6. En troisième lieu, aux termes de l'article 8 de la convention européenne de sauvegarde des droits de l'homme : " 1. Toute personne a droit au respect de sa vie privée et familiale, de son domicile et de sa correspondance. / 2. Il ne peut y avoir ingérence d'une autorité publique dans l'exercice de ce droit que pour autant que cette ingérence est prévue par la loi et qu'elle constitue une mesure qui, dans une société démocratique, est nécessaire à la sécurité nationale, à la sûreté publique, au bien-être économique du pays, à la défense de l'ordre et à la prévention des infractions pénales, à la protection de la santé ou de la morale, ou à la protection des droits et libertés d'autrui ". Aux termes de l'article 3-1 de la convention internationale relative aux droits de l'enfant signée à New York le 26 janvier 1990, publiée par décret le 8 octobre 1990 : " Dans toutes les décisions qui concernent les enfants, qu'elles soient le fait d'institutions publiques ou privées de protection sociale, des tribunaux, des autorités administratives ou des organes législatifs, l'intérêt supérieur de l'enfant doit être une considération primordiale ". Il résulte de ces stipulations, qui peuvent être utilement invoquées à l'appui d'un recours pour excès de pouvoir, que, dans l'exercice de son pouvoir d'appréciation, l'autorité administrative doit accorder une attention primordiale à l'intérêt supérieur des enfants dans toutes les décisions les concernant. Elles sont applicables non seulement aux décisions qui ont pour objet de régler la situation personnelle d'enfants mineurs mais aussi à celles qui ont pour effet d'affecter, de manière suffisamment directe et certaine, leur situation.

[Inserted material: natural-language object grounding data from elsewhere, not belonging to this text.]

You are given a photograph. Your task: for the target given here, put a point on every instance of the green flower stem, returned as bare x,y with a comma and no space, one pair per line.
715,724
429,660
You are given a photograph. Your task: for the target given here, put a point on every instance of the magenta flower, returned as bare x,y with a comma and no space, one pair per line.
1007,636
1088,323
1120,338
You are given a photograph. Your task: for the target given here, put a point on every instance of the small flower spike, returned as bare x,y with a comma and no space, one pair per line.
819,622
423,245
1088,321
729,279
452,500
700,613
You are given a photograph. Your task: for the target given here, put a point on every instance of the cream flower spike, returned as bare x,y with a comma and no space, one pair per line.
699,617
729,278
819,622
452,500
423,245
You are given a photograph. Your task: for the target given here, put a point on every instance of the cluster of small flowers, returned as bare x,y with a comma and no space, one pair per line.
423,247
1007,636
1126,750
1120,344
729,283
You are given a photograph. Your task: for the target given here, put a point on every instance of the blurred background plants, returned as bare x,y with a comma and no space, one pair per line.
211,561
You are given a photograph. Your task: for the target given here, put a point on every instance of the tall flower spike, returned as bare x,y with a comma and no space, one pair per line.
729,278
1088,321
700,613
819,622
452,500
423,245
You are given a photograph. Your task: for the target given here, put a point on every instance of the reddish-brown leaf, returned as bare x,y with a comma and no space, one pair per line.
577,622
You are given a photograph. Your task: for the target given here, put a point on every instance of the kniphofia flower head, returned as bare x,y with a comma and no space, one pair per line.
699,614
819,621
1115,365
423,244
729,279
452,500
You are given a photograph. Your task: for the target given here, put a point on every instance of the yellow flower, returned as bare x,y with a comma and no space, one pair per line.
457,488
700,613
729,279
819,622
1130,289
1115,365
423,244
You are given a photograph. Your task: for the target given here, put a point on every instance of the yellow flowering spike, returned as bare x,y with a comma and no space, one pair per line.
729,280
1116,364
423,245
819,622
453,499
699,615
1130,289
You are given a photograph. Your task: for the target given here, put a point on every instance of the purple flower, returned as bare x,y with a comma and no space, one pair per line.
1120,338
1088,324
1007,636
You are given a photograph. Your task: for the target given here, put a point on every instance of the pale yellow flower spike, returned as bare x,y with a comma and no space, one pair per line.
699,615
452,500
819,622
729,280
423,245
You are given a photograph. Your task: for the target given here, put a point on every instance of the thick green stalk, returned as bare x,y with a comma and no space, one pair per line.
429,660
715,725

7. Il résulte de ce qui a été dit au point 5 que Mme A B n'est pas fondée à soutenir que les décisions attaquées auraient méconnu les stipulations de l'article 8 de la convention européenne de sauvegarde des droits de l'homme et l'article 3-1 de la convention internationale relative aux droits de l'enfant.

8. Il résulte de tout ce qui précède que les conclusions présentées par Mme A B à fin d'annulation de l'arrêté du 17 février 2021, ensemble le rejet de son recours gracieux, doivent être rejetées ainsi que, par voie de conséquence, ses conclusions à fin d'injonction, de même que celles présentées sur le fondement des dispositions combinées des articles 37 de la loi n°91-647 du 10 juillet 1991 et L. 761-1 du code de justice administrative

D E C I D E :

Article 1er : La requête de Mme A B est rejetée.

Article 2 : Le présent jugement sera notifié à Mme D A B, à Me Baisecourt et au préfet de police.

Délibéré après l'audience du 18 octobre 2023, à laquelle siégeaient :

M. Rohmer, président,

Mme Dousset, première conseillère,

M. Lenoir, conseiller.

Rendu public par mise à disposition au greffe le 8 novembre 2023.

Le rapporteur,

A. LENOIR

Le président,

B. ROHMERLa greffière,

S. CAILLIEU-HELAIEM

La République mande et ordonne au préfet de police en ce qui le concerne ou à tous commissaires de justice à ce requis en ce qui concerne les voies de droit commun contre les parties privées, de pourvoir à l'exécution de la présente décision.